Twin Peaks: The Return

2017

The glorious end of the myth of storytelling. Lynch knows exactly how to evoke and provoke through the tropes of American narrative culture and reveal its its inherent void. There’s nothing behind the door. And the door, maybe it’s a window. It’s never clear whether Lynch is creating a proto-cinema or a post cinema. But nothing is in time. Lynch is such a gifted film critic.

Meshes of the Afternoon

1943 USA

Another poem about trance. Another trance about poetry. There are some films that exhale the strong power of spreading the independent desire of one to make its own film, to discover their own language, to develop their own way of production. Every single object in the film has a very intense sense of presence, of being a living thing. Dreaming is essential. That’s why capitalism wants to kill it.

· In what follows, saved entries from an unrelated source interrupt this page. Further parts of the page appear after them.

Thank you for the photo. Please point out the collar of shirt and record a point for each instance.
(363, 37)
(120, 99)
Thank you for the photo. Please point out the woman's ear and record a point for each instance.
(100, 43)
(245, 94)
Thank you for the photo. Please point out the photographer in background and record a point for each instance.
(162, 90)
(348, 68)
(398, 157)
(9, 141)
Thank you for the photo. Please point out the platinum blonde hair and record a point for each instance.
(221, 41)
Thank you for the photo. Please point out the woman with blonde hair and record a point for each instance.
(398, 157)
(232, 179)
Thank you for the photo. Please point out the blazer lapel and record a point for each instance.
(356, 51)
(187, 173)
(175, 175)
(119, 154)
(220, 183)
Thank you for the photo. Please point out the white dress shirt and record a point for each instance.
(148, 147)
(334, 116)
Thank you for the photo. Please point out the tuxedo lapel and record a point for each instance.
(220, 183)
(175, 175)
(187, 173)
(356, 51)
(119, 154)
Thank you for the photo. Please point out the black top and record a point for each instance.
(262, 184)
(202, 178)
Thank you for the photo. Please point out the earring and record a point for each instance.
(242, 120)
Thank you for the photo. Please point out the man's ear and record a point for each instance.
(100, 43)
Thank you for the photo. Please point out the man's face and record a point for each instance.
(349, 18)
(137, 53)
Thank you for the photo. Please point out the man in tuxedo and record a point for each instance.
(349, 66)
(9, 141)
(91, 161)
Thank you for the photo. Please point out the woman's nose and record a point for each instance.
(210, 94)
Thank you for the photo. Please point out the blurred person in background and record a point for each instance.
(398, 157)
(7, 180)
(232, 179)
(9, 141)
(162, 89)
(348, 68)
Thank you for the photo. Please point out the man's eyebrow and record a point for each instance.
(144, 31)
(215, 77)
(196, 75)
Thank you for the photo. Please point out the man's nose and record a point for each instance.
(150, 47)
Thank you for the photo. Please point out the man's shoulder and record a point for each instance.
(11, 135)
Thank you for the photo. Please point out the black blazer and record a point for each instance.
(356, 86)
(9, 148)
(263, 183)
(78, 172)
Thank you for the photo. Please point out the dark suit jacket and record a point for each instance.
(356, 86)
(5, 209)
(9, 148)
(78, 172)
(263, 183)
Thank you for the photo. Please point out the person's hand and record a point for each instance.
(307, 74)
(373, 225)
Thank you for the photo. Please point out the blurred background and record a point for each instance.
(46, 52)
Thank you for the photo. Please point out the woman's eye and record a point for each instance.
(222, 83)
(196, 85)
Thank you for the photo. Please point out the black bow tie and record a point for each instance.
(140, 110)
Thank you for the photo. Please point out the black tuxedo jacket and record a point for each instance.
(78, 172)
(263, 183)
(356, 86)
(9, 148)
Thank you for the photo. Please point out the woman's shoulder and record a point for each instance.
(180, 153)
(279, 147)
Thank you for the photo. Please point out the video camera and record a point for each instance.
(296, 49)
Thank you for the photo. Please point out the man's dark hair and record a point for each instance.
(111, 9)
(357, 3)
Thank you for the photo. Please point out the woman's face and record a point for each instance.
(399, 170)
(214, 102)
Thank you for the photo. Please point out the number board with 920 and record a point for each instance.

Love Is the Message, the Message Is Death

2016 USA

A militant film against property. An inappropriate film about history. An exciting film about death - about what some call the “death of cinema”. Cinema is everywhere. Is within the cut. Death is somehow a matter of rhythm, a matter of falling. So, falling on the ground is, somehow, rehearsing. This is a masterpiece about repetition, about practicing, and the process of transmitting things through other modalities of languages. This is like Oscar Micheaux remaking Histoire(s) du Cinéma.